O'Toole said the district's staff is always reevaluating how things are done based on case statistics both regionally and locally and on their own person experience and they will certainly be taking a look at what happened in this case.
The protocols for going forward with a jury trial in the district include the presiding judge sending out a letter to prospective jurors to explain what the protocols will be and giving them an opportunity to express any concerns about serving.
"Then when they show up for voir dire or jury selection, they are again asked if they are concerned about serving and given an opportunity to express that concern," O'Toole said. "We also have daily temperature taking and we have mandatory mask wearing. We have social distancing which is enforced in the courthouse and in the courtroom so that people are sitting for enough apart according to government guidelines."
They also erect physical barriers in the courtroom so that attorneys at the podium and witnesses on the stand can do their part safely without wearing a mask.
"Of course, we also ask participants, jury and court staff to self disclose any symptoms that they may start to feel during the trial," O'Toole added.
O'Toole communicates routinely with the 19 judges in the district about the changing COVID-19 situation.

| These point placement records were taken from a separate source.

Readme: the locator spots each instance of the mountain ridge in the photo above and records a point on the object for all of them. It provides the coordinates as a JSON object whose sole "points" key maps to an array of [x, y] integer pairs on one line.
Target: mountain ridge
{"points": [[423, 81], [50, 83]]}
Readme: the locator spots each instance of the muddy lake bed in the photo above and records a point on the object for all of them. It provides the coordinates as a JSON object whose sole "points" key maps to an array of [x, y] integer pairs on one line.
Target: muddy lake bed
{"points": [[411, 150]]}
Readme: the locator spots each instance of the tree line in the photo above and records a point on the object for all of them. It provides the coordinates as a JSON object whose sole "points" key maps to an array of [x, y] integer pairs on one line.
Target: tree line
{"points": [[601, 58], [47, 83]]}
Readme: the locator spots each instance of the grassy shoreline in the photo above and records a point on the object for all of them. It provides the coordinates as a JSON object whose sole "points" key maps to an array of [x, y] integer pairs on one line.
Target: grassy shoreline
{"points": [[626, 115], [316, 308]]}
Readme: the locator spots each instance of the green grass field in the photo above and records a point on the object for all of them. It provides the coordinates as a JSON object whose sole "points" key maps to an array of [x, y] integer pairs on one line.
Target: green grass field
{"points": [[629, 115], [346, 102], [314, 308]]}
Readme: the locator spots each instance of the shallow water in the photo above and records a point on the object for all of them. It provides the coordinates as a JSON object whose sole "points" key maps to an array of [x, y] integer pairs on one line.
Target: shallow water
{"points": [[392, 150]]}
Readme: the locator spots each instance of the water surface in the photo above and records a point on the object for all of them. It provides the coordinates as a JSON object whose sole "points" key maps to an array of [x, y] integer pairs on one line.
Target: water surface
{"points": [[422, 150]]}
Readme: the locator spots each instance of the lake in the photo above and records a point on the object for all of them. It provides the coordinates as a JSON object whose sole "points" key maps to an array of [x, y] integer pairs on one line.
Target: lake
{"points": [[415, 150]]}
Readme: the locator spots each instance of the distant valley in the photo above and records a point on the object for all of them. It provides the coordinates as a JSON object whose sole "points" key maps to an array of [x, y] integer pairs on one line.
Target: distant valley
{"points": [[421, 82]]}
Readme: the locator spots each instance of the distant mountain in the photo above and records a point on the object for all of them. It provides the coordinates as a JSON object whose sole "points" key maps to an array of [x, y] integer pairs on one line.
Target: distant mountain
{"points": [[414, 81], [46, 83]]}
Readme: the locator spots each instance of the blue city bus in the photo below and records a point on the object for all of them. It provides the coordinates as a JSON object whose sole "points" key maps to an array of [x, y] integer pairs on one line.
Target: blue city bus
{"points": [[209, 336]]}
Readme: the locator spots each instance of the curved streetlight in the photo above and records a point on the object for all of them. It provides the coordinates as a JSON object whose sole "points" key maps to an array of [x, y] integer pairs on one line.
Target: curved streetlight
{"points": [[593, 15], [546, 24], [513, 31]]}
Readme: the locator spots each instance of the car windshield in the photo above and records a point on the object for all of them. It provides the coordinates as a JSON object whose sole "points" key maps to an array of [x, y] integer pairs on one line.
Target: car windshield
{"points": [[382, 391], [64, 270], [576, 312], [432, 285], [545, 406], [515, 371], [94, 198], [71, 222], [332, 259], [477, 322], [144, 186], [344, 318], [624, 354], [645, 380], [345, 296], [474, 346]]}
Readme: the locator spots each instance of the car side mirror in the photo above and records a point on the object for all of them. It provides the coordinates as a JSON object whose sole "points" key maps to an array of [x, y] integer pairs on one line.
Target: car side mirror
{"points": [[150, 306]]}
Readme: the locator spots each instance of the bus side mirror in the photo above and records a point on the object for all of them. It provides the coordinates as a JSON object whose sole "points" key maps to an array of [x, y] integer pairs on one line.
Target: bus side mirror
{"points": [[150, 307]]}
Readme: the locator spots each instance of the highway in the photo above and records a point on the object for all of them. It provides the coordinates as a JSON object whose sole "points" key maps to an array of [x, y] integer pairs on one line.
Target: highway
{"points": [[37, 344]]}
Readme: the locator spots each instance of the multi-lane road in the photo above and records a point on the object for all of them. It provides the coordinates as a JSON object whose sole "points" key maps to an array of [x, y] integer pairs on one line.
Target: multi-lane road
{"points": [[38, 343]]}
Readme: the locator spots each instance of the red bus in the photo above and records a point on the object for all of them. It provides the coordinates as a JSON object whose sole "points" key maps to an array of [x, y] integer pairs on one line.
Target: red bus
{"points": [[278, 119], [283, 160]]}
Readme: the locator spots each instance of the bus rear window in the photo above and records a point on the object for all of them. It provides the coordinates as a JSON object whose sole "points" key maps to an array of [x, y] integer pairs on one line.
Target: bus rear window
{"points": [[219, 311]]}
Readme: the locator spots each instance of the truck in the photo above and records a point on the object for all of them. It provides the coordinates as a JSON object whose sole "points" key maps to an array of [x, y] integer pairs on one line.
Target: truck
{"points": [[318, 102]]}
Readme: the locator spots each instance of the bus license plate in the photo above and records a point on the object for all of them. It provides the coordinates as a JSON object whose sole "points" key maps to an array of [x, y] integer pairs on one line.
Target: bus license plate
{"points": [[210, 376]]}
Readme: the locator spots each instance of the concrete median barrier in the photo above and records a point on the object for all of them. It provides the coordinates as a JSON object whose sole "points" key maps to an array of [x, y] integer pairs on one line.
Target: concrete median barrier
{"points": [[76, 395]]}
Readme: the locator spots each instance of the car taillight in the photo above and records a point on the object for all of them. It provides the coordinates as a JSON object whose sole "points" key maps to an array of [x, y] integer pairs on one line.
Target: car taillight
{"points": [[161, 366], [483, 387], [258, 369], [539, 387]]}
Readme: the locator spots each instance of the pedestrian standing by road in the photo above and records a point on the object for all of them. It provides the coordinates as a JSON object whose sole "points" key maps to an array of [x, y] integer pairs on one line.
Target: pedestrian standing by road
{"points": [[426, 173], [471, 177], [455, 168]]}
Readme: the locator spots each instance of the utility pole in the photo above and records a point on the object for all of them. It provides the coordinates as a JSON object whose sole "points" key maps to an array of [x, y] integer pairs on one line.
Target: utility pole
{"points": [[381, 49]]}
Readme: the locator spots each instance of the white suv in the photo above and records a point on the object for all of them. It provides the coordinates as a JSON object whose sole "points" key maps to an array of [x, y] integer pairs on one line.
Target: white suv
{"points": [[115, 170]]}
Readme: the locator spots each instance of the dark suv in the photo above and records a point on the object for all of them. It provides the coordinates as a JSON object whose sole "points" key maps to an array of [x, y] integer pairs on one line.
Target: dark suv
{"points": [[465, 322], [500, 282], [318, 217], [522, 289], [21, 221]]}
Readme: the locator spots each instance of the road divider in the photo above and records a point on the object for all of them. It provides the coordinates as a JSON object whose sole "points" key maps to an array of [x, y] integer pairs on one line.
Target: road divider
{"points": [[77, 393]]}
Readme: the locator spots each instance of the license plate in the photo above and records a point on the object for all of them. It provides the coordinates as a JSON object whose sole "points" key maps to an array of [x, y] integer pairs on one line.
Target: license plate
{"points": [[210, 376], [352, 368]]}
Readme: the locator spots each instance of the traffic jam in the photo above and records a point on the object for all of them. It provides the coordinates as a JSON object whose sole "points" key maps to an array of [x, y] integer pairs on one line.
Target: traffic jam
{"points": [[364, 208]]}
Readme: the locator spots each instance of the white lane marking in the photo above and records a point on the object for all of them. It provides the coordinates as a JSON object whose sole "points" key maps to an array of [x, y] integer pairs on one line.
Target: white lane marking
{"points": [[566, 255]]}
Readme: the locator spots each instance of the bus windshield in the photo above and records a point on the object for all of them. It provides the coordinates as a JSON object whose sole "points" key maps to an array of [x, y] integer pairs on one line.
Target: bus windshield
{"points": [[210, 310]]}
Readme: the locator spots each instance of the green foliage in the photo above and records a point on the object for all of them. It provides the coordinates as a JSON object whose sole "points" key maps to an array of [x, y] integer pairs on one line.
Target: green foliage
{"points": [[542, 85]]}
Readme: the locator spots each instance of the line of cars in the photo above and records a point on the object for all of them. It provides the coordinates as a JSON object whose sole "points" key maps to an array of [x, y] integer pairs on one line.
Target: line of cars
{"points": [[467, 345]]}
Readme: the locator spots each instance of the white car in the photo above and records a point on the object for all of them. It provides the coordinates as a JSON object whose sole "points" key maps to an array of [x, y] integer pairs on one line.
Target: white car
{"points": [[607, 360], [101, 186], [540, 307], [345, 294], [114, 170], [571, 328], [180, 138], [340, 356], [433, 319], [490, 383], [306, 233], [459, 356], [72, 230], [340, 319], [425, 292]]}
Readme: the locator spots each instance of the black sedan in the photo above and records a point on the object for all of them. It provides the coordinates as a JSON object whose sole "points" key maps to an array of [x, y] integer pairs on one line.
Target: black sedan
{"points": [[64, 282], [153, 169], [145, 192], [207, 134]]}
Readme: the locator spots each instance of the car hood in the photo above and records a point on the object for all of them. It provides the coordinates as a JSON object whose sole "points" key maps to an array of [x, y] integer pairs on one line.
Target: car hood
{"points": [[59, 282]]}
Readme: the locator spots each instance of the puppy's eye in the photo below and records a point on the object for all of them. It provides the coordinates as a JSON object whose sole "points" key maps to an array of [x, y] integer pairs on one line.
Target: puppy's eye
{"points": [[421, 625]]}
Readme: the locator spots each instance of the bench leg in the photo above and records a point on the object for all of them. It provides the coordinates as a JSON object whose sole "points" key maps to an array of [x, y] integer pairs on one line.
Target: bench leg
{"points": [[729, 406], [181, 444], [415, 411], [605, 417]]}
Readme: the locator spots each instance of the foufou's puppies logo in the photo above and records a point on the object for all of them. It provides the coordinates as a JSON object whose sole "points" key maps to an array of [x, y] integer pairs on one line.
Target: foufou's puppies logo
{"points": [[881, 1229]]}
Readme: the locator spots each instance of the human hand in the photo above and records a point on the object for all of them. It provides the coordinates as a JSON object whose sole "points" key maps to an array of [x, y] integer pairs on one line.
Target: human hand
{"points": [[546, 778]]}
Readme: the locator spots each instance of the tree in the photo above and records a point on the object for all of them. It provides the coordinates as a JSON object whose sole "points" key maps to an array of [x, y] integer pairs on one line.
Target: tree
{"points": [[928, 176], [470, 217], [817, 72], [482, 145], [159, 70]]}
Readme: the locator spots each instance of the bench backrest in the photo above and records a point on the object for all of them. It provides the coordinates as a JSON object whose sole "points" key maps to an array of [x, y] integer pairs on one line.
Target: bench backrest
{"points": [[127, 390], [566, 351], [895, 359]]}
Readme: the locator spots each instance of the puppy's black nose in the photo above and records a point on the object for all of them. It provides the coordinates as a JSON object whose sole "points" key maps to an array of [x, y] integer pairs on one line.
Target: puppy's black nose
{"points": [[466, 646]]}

"The health and safety of everyone having business with the court and our court staff is always our first priority," he said. "What some people forget is the federal courts are not merely a government agency. We are an entire independent 3rd branch of government and despite the pandemic, there are still civil disputes and criminal proceedings that need to take place and we are taking all reasonable precautions to provide a safe environment to do that."